By William Wolf

STRAIGHT WHITE MEN  Send This Review to a Friend

The first thing you should know about “Straight White Men,” the Second Stage presentation of the play by Young Jean Lee, is that you should arrive a few minutes before starting time, or if earlier, relax in the downstairs lobby. That way you can avoid the obnoxiously booming hip-hop music that attacks the eardrums from the moment seating begins. The musical assault is tenuously related to the play at the start in apologetic introductions by transgender Kate Bornstein, who describes herself as a gender theorist from the New Jersey shore and Ty Defoe, who self-identifies as a two-spirit Native American. They also have the duty of leading characters into positions at the start of scenes, a gambit that comes across as a useless and pretentious effort to frame the story that unfolds.

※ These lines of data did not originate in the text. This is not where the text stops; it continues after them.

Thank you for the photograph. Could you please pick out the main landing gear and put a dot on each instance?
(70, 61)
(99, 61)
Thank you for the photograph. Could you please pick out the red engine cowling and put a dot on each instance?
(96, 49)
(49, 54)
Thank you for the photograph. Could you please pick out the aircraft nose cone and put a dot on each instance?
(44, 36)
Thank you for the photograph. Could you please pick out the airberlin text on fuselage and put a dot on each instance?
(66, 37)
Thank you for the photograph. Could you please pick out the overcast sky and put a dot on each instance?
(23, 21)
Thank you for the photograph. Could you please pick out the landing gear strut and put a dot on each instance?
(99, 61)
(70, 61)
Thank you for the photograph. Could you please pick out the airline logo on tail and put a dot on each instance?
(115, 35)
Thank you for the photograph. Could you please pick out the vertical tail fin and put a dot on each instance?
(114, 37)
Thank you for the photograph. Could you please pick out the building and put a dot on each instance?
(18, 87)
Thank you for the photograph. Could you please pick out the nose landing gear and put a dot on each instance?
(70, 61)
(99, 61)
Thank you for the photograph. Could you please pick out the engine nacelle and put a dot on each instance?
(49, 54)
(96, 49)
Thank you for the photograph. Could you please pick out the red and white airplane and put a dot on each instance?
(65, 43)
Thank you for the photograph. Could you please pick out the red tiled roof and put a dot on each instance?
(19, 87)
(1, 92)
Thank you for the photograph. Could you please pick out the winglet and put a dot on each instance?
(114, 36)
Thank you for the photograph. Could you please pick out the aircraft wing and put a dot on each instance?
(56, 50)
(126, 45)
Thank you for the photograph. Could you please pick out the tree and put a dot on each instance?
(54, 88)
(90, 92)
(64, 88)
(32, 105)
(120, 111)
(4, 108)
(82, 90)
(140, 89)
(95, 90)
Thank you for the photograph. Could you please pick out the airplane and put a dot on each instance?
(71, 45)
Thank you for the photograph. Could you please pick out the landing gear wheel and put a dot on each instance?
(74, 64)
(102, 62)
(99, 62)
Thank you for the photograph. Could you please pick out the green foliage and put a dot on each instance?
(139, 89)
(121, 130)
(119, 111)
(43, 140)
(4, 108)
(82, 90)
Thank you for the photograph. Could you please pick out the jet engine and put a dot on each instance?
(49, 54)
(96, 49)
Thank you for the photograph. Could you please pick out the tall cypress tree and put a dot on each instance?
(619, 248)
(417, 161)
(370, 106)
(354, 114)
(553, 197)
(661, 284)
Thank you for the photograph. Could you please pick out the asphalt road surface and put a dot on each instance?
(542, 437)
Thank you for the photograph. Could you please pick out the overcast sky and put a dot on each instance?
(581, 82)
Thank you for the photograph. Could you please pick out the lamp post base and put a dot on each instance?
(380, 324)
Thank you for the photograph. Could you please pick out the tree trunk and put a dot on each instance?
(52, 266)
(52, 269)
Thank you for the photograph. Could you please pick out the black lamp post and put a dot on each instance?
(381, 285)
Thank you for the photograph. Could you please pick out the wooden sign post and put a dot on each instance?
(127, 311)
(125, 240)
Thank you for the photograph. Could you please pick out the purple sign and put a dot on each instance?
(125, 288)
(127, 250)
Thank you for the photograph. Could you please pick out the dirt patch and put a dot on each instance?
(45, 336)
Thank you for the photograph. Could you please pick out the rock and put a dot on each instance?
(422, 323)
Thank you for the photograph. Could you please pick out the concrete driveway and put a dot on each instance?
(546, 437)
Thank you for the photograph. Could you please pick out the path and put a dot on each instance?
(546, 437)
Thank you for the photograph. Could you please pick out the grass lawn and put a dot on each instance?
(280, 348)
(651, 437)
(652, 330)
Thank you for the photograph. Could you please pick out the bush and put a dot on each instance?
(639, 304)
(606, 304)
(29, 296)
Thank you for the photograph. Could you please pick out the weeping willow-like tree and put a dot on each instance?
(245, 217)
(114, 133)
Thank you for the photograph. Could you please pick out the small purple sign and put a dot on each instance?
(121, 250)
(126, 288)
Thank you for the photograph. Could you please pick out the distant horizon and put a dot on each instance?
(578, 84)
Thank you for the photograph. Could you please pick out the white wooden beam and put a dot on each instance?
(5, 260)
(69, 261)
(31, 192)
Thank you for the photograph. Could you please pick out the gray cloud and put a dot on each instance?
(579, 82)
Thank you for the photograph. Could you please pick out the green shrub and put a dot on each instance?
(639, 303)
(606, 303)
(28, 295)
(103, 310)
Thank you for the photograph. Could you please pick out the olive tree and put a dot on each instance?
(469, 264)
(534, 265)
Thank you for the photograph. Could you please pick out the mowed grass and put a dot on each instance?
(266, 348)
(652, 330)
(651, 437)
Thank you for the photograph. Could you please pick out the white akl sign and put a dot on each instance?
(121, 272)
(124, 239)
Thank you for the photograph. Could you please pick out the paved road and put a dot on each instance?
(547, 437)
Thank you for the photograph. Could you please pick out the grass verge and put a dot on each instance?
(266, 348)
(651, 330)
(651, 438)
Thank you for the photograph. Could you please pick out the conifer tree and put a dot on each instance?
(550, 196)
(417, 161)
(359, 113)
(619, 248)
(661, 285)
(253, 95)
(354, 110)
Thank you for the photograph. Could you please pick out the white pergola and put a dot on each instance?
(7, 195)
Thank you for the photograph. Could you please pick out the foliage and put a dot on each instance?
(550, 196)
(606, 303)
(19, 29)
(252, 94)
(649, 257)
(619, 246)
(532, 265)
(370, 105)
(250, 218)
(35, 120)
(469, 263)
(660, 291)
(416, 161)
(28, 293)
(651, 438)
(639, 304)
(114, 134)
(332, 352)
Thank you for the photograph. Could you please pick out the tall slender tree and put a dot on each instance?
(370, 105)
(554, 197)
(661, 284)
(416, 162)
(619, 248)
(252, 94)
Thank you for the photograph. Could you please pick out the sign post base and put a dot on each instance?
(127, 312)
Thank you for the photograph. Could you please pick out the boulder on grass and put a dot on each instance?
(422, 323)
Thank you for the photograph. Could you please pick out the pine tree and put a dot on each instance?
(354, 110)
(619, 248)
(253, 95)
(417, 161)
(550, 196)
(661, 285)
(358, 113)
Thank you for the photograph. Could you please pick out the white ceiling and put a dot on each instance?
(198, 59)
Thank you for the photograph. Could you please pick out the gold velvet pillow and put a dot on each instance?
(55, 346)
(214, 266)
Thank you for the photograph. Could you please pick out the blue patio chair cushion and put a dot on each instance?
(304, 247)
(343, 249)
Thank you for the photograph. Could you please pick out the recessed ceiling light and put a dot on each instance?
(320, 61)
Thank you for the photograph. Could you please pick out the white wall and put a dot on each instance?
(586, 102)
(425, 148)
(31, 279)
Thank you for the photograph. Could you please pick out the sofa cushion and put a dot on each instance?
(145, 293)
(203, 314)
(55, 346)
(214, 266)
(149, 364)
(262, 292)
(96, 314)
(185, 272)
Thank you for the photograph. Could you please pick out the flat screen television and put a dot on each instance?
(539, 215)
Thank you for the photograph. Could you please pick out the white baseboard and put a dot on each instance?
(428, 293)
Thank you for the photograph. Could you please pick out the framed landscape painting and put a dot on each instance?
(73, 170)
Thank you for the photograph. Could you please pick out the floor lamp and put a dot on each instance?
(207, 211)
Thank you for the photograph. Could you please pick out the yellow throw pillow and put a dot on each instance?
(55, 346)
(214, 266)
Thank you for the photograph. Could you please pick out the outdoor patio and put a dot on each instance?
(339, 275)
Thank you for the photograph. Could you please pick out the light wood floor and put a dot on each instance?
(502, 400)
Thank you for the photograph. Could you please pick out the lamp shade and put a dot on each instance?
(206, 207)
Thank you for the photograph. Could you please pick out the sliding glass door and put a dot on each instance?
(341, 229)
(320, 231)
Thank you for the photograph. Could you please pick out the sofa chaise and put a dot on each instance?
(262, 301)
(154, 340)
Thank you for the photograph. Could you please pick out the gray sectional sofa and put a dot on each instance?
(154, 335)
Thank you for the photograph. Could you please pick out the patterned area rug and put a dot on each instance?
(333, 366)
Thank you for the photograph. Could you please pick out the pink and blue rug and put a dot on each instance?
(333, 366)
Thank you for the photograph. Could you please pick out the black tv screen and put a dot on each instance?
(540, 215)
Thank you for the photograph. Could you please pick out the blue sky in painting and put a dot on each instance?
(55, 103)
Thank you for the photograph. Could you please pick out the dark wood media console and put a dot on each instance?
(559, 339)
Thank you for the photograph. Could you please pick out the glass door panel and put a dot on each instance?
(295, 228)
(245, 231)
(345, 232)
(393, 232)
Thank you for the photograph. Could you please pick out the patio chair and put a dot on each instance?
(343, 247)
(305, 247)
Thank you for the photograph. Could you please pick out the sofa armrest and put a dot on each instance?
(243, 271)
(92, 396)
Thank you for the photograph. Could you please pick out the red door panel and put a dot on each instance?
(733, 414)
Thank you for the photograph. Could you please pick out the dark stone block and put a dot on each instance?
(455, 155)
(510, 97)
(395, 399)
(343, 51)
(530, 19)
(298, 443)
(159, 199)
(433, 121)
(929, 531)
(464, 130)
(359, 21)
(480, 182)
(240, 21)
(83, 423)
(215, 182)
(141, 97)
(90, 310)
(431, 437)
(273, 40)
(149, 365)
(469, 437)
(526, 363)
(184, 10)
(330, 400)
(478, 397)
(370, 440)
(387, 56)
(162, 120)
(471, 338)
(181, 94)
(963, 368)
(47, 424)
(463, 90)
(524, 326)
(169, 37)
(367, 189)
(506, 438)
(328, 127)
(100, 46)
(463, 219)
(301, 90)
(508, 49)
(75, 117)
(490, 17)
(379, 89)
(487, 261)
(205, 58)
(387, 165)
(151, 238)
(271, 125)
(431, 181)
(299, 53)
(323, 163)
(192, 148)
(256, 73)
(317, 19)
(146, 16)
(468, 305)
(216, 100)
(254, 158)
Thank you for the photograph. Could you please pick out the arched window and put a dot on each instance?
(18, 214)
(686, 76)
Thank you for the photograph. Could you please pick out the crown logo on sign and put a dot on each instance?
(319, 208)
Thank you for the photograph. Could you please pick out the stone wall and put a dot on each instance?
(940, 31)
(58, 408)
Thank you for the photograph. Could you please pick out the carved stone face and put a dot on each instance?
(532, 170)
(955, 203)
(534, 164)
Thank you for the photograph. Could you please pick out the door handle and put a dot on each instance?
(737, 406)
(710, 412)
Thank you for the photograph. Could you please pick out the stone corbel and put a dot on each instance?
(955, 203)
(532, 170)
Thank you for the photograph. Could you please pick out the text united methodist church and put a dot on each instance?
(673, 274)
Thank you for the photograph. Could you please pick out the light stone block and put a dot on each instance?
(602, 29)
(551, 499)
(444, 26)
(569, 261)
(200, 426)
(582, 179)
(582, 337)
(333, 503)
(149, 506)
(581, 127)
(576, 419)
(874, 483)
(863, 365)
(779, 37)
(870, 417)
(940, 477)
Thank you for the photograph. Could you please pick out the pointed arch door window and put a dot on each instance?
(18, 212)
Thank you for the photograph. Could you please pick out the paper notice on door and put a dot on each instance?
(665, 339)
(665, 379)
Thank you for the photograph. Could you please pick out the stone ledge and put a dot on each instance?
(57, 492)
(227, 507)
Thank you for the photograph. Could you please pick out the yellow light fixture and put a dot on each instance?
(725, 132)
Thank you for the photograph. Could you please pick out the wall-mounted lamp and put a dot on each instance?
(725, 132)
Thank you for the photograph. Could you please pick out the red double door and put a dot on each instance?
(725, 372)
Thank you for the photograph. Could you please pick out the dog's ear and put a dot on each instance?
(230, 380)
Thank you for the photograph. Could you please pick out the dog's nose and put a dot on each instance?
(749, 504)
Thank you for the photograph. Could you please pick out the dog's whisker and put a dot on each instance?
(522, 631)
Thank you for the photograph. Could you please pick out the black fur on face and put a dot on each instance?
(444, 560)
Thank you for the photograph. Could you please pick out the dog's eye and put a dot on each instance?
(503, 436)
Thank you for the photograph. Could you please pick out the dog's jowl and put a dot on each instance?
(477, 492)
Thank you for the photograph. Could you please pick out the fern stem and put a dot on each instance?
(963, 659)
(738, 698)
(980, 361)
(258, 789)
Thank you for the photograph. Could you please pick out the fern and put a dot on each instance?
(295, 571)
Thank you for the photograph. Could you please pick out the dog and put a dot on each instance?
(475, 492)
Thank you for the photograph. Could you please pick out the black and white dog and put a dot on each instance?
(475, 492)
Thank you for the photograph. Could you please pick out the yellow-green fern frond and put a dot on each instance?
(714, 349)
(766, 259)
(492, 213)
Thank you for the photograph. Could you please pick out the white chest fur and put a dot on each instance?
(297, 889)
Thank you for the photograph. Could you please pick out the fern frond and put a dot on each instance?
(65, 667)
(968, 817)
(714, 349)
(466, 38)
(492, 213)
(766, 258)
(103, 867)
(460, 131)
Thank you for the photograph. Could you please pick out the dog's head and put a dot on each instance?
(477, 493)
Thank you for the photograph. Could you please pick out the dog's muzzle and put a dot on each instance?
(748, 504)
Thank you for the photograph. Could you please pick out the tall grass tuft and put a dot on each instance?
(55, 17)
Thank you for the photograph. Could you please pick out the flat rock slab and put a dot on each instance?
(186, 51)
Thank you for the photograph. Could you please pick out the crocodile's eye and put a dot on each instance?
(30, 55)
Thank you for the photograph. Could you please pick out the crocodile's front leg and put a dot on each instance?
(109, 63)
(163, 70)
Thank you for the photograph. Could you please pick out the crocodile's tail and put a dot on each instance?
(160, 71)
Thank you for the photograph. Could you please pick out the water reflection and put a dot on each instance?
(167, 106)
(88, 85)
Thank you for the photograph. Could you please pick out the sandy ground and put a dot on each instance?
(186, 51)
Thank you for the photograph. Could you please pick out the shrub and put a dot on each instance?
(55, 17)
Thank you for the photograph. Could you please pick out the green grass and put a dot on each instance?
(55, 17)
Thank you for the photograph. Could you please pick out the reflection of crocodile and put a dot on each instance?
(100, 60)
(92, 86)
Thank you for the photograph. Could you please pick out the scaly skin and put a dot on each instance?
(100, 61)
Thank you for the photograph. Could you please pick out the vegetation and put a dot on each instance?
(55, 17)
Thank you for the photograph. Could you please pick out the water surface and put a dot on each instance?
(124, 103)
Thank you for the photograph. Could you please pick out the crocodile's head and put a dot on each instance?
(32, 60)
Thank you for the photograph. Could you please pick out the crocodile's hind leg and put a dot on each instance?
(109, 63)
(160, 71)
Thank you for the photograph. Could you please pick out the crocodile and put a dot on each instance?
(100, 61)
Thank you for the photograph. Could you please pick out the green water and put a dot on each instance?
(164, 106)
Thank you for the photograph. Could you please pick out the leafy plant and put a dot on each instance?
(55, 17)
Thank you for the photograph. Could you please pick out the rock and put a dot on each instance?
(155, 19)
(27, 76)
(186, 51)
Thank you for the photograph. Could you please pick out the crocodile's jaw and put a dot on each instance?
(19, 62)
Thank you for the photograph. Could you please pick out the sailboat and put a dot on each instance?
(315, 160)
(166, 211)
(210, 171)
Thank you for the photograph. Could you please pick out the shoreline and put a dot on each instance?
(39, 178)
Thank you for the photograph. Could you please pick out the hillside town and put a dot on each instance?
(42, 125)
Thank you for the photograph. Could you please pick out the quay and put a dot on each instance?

That arresting and provocative story, set in a Midwest home, winds up being very upsetting despite big doses of laughter. It involves a father and three sons gathered on Christmas Eve in the family home and continues over a two-day period. We first meet brothers Jake (Josh Charles) and Drew (Armie Hammer) as they engage in amusing rough play as overgrown kids, following the sort of routines remembered from their boyhood. Such antics are repeated at intervals, and while funny at first, they become a bit much.

Jake and Drew are visiting the home occupied by their widowed dad (Stephen Payne). Their brother, Matt (Paul Schneider) has moved in with dad for an indefinite stay. As the play develops, the interactions build to serious, deeply upsetting confrontations, especially with regard to Matt.

Jake, a banker, and Drew, a writer and teacher, are pursuing careers that rest on their lives of white privilege (hence the play’s title). This is illustrated when they dig out and play an amusing board game called “Privilege.” They are presumably models of success, although when things get heated, Drew remarks that he was once suicidal. The brothers, especially Jake, become furious with Matt for his total lack of ambition despite his excellent education. He is content to do menial work at a community organization and is paying off his crunching student loan, even refusing his father’s offer of a check to take care of the debt. At one moment Matt breaks down and cries, which upsets his brothers and dad more than it does him, and leads to suggestions that he seek psychiatric care.

The situation reaches absurdity when Matt is goaded into a make-believe job interview with his father to show how he should behave to achieve advancement. His sheepishness is very funny, but defines his apparent contentment with being simply who he is, resisting pressure to do otherwise. What subsequently happens leads us to feel sorry for Matt and wonder what will happen to him.

The actors are all very convincing in their characterizations. Thus the play becomes riveting despite its contrivances and unanswered questions. There is ample fuel for post-play thoughts and discussions, slickly engendered by the author’s writing. The production has been superbly directed by Anna D. Shapiro, despite the superfluous introductions. The set design by Todd Rosenthal works efficiently. At the Helen Hayes Theater, 240 West 44th Street. Phone: 212-239-6200.